A great aspect of C++’s inheritance is that information hiding is super easy. A base class’s behavior isn’t trampled by derived classes. For example:

Select All Code:
class Base {
    int x;
  public:
    Base() : x(5) { }
    void print() {
        printf("Base: %d\n", x);
    }
};
 
class Derived : public Base {
  public:
    int x;
    Derived() : x(20) { }
};
 
int main() {
    Derived().print();
}

As you’d expect, this prints ’5′. The fact that Derived also declares x does not trample on Base‘s own behavior. Now let’s take an untyped language, Python 3:

Select All Code:
class Base:
    def __init__(self):
        self.x = 5
    def print(self):
        print(self.x)
 
class Derived(Base):
    def __init__(self):
        super().__init__()
        self.x = 20
 
Derived().print()

This prints ’20′. In Python, “self” is really one object, with one set of properties and methods, whereas in the C++ model “this” is conceptually two objects, and “this” is statically typed to be the object of the containing class. I consider the Python model unappealing for two reasons:

  1. When adding a member to a derived class, you have to know that you’re not colliding with a member of your base class.
  2. When adding a member to a base class, you might be breaking any number of unknown consumers.

JavaScript’s prototype-based inheritance discourages this style, but JS is super flexible, and if you don’t mind a very, very inefficient prototype chain, you can do this:

Select All Code:
function Base() {
    var x = 5;
    this.print = function () {
        alert(x);
    }
}
 
function Derived() {
    return Object.create(new Base(), { x: { value: 20 } });
}
 
Derived().print()

This prints “5″.

PHP’s Answer
For whatever reason, PHP takes Java’s model wholesale. Here’s an example:

Select All Code:
class Base {
    private $x;
    public function __construct() {
        $this->x = 5;
    }
    public function printMe() {
        print($this->x . "\n");
    }
}
 
class Derived extends Base {
    public $x;
    public function __construct() {
        parent::__construct();
        $this->x = 20;
    }
}
 
$obj = new Derived();
$obj->printMe();

This prints ’5′, which is what we want – and makes sense. But is $this statically typed to the Base class, like in C++? No:

Select All Code:
class Base {
    public function printMe() {
        print($this->stuff . "\n");
    }
}
 
class Derived extends Base {
    public $stuff;
    public function __construct() {
        $this->stuff = "hello";
    }
}
 
$obj = new Derived();
$obj->printMe();

This prints "hello", so PHP’s $this retains some dynamicism. Let’s up the ante. What should this do?

Select All Code:
class Base {
    private $x;
    public function __construct() {
        $this->x = 5;
    }
    public function compareTo($obj) {
        return $this->x == $obj->x;
    }
}
 
class Derived extends Base {
    public $x;
    public function __construct() {
        parent::__construct();
        $this->x = 20;
    }
}
 
$b = new Base();
$d = new Derived();
print($b->compareTo($d) . ", " . $d->compareTo($b) . "\n");

This prints true in both cases! For any property access in a PHP class function, if the object has that class on its inheritance chain, it uses the property on that class. Otherwise, it searches from the derived-most class back to the base class like normal. This implicitly hides variables on the derived object. Nonetheless it’s the right choice given the model, especially considering that it’s usually bad practice for a base class’s behavior to explicitly cast to one of its derived class.

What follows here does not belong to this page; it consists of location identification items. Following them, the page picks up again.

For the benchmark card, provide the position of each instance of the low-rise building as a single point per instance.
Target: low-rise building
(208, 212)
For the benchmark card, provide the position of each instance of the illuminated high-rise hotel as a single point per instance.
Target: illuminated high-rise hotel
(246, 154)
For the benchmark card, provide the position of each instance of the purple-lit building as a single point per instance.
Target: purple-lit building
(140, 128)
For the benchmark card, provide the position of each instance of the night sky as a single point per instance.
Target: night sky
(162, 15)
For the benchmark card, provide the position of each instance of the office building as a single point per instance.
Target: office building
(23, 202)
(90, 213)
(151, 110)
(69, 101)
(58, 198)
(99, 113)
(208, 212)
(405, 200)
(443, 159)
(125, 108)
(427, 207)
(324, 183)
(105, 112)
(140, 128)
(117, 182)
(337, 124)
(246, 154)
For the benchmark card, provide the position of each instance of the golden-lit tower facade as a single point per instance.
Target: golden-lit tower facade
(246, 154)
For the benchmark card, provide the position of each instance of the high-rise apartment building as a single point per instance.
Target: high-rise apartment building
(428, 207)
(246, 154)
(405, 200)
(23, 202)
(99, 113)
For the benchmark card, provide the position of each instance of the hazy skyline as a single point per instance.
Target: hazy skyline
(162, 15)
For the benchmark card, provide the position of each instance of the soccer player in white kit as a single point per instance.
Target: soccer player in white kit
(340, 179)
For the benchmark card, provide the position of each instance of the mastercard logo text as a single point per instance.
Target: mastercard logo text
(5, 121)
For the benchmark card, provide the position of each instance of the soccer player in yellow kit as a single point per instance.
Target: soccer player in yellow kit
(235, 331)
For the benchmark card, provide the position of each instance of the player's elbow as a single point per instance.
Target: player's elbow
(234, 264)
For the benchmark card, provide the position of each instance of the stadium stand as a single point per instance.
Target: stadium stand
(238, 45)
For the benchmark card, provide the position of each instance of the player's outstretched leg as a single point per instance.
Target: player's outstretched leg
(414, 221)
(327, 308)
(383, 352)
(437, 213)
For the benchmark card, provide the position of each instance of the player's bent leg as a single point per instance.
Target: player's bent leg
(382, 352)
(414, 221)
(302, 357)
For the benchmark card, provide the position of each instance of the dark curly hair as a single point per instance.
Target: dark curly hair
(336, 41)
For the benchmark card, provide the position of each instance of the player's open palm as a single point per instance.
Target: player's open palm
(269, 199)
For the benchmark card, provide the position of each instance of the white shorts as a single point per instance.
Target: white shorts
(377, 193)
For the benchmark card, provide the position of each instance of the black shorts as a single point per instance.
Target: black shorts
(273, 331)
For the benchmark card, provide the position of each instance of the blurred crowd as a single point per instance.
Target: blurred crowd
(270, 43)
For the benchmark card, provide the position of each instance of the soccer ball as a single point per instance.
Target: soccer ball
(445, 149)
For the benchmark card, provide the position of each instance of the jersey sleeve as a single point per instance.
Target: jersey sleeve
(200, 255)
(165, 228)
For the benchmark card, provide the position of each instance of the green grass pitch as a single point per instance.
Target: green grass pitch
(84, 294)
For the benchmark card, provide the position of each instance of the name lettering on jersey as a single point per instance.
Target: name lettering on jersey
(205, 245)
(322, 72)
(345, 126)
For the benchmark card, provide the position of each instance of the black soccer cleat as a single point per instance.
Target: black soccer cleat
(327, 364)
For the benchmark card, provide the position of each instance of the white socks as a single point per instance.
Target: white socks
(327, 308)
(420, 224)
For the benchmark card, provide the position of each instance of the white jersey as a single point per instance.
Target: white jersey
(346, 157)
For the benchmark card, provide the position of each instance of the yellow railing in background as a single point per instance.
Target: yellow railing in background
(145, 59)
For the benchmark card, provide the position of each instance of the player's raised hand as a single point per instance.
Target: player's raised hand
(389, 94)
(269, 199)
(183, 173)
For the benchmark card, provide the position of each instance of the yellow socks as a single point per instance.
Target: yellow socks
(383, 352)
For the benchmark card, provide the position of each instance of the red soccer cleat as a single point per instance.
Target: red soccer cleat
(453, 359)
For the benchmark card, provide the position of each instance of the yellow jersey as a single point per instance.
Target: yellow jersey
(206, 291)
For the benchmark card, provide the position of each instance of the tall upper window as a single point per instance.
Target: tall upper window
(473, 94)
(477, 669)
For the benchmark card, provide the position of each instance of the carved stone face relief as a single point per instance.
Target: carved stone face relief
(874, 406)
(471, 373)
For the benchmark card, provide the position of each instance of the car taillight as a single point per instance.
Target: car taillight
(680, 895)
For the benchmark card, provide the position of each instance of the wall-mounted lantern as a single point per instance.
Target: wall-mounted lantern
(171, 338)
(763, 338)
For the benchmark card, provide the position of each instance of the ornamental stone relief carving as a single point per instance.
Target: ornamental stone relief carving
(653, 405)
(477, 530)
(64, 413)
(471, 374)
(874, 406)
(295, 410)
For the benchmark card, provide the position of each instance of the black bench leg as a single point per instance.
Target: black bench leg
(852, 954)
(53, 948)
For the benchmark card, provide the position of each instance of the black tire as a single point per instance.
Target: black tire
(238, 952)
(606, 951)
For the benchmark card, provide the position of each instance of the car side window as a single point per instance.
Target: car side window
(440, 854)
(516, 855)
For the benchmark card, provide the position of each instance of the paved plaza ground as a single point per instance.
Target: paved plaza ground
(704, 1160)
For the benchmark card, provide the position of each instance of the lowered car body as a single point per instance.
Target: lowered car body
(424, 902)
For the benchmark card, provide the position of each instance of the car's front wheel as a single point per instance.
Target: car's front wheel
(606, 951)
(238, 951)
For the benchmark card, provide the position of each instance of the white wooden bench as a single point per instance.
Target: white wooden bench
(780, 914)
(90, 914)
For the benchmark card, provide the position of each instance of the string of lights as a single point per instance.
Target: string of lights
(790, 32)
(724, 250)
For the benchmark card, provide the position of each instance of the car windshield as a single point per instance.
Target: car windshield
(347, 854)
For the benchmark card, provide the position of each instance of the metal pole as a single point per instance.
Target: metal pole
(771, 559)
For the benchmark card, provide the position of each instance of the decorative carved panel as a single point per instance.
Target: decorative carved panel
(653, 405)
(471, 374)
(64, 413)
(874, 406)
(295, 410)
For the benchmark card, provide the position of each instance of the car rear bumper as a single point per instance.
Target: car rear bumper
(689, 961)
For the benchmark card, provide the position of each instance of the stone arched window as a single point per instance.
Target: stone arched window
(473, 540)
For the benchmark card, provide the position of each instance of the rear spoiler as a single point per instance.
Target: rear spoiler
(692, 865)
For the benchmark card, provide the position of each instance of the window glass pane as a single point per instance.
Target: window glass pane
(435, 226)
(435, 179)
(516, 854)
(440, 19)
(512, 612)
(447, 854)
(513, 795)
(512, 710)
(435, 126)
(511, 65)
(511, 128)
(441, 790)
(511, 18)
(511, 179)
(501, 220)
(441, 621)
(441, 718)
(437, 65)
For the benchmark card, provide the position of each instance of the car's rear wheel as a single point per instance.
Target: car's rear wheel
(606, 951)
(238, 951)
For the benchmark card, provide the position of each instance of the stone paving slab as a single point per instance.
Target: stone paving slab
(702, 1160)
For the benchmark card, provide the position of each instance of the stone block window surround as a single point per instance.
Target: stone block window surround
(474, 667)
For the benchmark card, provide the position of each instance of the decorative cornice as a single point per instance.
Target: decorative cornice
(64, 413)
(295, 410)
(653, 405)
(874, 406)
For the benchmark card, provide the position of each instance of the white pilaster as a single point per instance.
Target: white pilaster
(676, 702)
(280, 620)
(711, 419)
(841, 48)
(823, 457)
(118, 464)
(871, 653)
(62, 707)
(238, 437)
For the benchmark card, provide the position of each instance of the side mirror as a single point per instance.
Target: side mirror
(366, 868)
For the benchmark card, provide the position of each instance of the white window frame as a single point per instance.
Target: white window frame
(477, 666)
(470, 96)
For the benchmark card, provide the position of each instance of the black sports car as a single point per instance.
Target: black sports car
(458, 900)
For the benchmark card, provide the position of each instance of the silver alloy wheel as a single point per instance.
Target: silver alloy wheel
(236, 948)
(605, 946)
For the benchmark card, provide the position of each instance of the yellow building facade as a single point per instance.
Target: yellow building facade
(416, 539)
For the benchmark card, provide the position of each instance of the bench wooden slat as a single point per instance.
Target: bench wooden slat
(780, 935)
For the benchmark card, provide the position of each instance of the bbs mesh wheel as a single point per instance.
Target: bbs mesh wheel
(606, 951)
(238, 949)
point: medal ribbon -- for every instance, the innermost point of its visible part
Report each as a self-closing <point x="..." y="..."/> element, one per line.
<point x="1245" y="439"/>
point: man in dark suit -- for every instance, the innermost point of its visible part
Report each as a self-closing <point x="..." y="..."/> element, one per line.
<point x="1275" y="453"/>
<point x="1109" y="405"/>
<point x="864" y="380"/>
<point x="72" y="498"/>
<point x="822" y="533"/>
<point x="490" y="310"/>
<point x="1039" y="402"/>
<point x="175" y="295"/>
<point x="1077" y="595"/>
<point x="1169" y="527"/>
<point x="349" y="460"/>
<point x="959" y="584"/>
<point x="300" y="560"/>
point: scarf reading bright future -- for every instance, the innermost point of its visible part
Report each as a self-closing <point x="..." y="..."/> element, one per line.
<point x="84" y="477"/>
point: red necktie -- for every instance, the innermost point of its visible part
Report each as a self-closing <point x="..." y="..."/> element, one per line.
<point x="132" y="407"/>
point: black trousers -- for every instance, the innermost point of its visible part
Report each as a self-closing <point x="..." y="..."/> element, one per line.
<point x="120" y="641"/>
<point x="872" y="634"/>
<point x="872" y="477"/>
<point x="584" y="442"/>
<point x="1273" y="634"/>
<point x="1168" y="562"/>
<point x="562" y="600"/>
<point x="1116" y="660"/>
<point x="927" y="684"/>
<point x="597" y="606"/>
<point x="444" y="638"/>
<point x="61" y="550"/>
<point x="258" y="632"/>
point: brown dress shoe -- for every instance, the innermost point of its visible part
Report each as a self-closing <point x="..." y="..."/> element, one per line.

Note that the fact that the inner x is private is actually irrelevant. Even if it were public, the base class should retain its behavior. Banning redeclaration works, though then you run the risk of potentially preventing an unknown consumer from compiling (albeit, better than silently being wrong). Similar issues occur with introducing new virtual functions or overloads.

So, what did we do?
After letting this all sink in, I decided to scrap inheritance as a feature of our next language iteration. Having objects alone will be a huge step forward, and we can evaluate use cases from there. I’m satisfied with this for a few reasons.

Inheritance is really complicated with types, and even more complicated without. And in an untyped language, it’s not even clear if implementation inheritance is useful. PHP’s interfaces and abstract classes seem verbose and heavyweight in comparison to JavaScript or Python, in return for a very small amount of static guarantees.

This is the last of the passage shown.